Policy researchers at the Memorial Sloan Kettering Center for Health Policy and Outcomes have published a recent, valuable Health Affairs Blog post. The post shows that major pharmaceutical companies that manufacture some of the top-selling drugs “charge much more for their drugs in the United States than they do in other Western countries.” US prices averaged 2.4 times more than the $81 billion Americans would have paid at the average prices in other affluent countries; Americans paid a total of about $197 billion, or an excess of $116 billion per year. That would be $1.16 trillion in higher charges in a decade.
The one danger posed by this excellent work by Nancy Yu, Zachary Helms, and Peter Bach is that, because it focuses on the excess of US prices over prices in other developed countries, it could promote the “foreign free-rider myth”—the idea that US prices have to be high to pay for pharmaceutical research and development because other nations with lower prices don’t pay their fair share of research and development costs. This claim that “everyone gets a free ride off us,” pushed so vigorously by pharmaceutical companies to the US public and policy makers, is simply not true. The claim has been made so often for so long that many hold it as an economic fact, even though no solid evidence is presented to back it up.
In fact, other countries such as Canada and the United Kingdom are keen to attract pharmaceutical research and development investments. Prices in these nations are set to enable companies to recover all research and development, manufacturing, marketing, and overhead costs, and to make a reasonable profit. UK prices, among the lowest in Europe, have long been set to pay for all these costs plus a profit.
Government and industry reports in Europe and Canada undercut the myth of foreign free riders. As Europeans and Canadians will tell you, the prices charged on new patented drugs are very high, about 30–50 times manufacturing costs. One reason why Americans pay even more is that our political leaders are richly rewarded by an army of more than 1,000 lobbyists to not set up an independent agency to determine fair prices that reflect the added clinical value for patients: Drug companies champion what they call a “free market,” but they want to disarm the purchasing side of the market before bargaining even starts. We have all witnessed the market pricing spirals that result in burdens for businesses and taxpayers.
The Myth Of Silos
The free-rider myth is based on the claim that Canadian revenues at Canadian prices fall short of paying for Canadian research and development, German revenues at German prices fall short of paying for German research and development, and British revenues at UK prices fall short of paying for British research and development expenses. But such market silos are a myth. In fact, if a better new drug is discovered in one country, it is sold in every other country. The myth of foreign free riders misrepresents how research costs, prices, and revenues are related in an international pharmaceutical market.

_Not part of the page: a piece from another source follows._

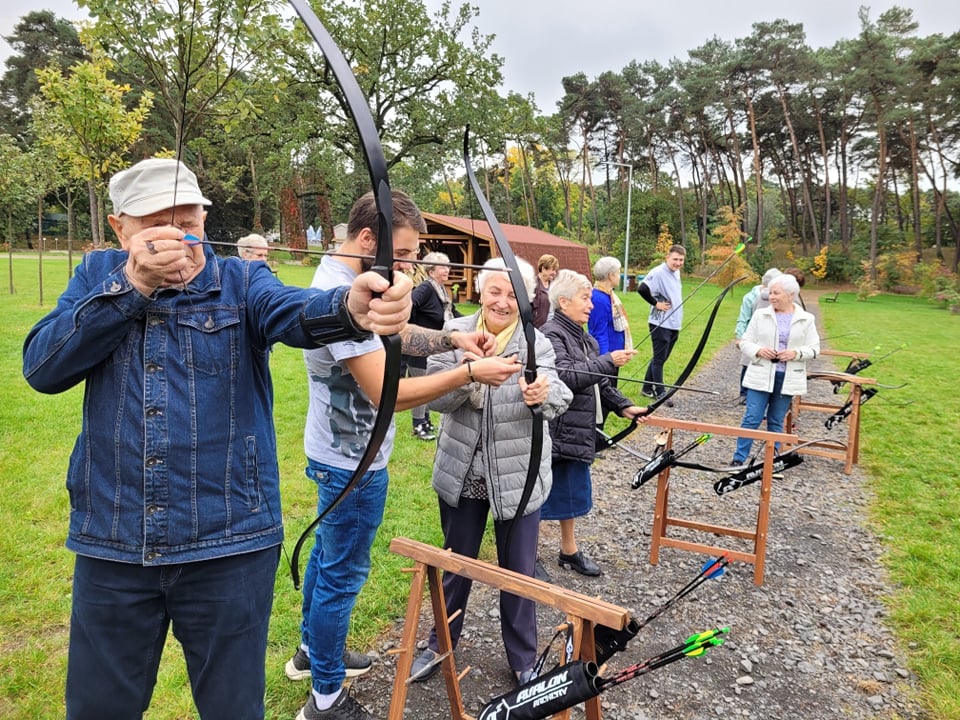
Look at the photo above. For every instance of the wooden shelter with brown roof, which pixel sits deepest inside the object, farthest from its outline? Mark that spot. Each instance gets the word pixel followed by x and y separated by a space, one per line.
pixel 465 240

When pharmaceutical companies threaten that they will cut back on research if Americans pay European or Canadian prices, it’s a kind of economic blackmail: Pay our excess US prices, or your families will suffer from cutbacks on research for new cures. President Donald Trump and his team should call this bluff, because no research-based industry will cut back on the source of their own future revenues. The drug industry could much more easily cut back on marketing costs, which are two to three times greater than reported research costs before taxpayers’ subsidies.

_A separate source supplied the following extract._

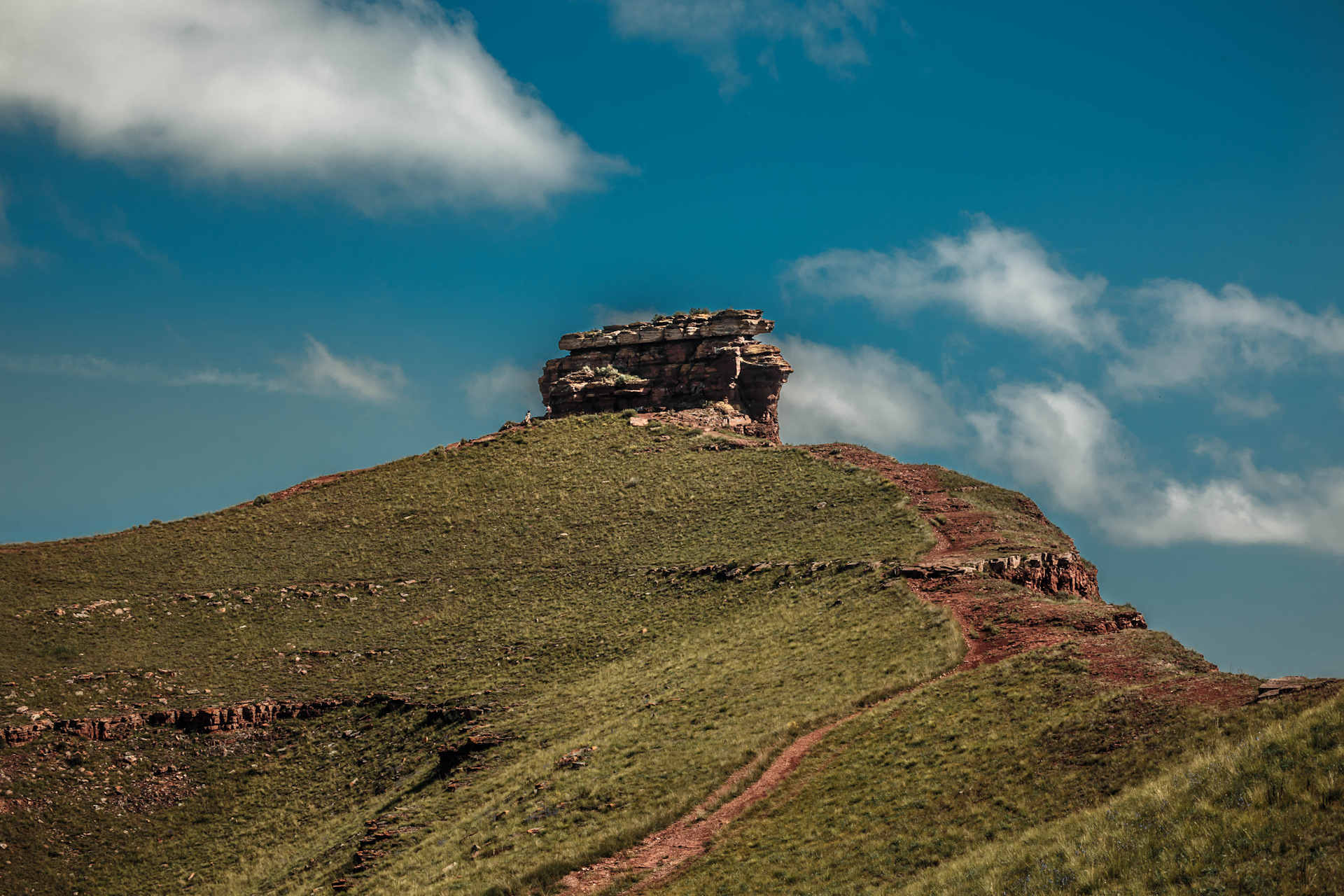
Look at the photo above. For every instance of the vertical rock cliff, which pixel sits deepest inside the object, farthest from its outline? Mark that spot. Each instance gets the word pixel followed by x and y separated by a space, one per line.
pixel 701 363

The $76 billion in research and development that pharmaceutical companies claim overlooks the ways that US employers and taxpayers pay for at least 44 percent of total corporate research and development through tax subsidies and credits. If one adds the taxes not paid when companies park tens of billions in foreign tax havens, most of the high risk and cost of pharmaceutical research is actually borne by taxpayers, not the companies. And this does not take into account the billions in research conducted by the National Institutes of Health, other government agencies, foundations, and charities.
Finally, most corporate research and development is directed at minimally innovative new drugs. Independent teams of physicians and pharmacists conclude that 85–90 percent of new drugs offer few or no clinical advantages over existing drugs. But all of them give companies another 20 years of patent protection for charging monopoly prices.
The pharmaceutical lobby convinced then-President Barack Obama to prohibit major forms of national and international free-market price competition. Will they be equally effective getting Trump to protect high prices by promoting the myth that lower prices will reduce research and innovation?
This analysis is based on 25 years of the author’s research and does not necessarily represent the views of any institution to which he is affiliated.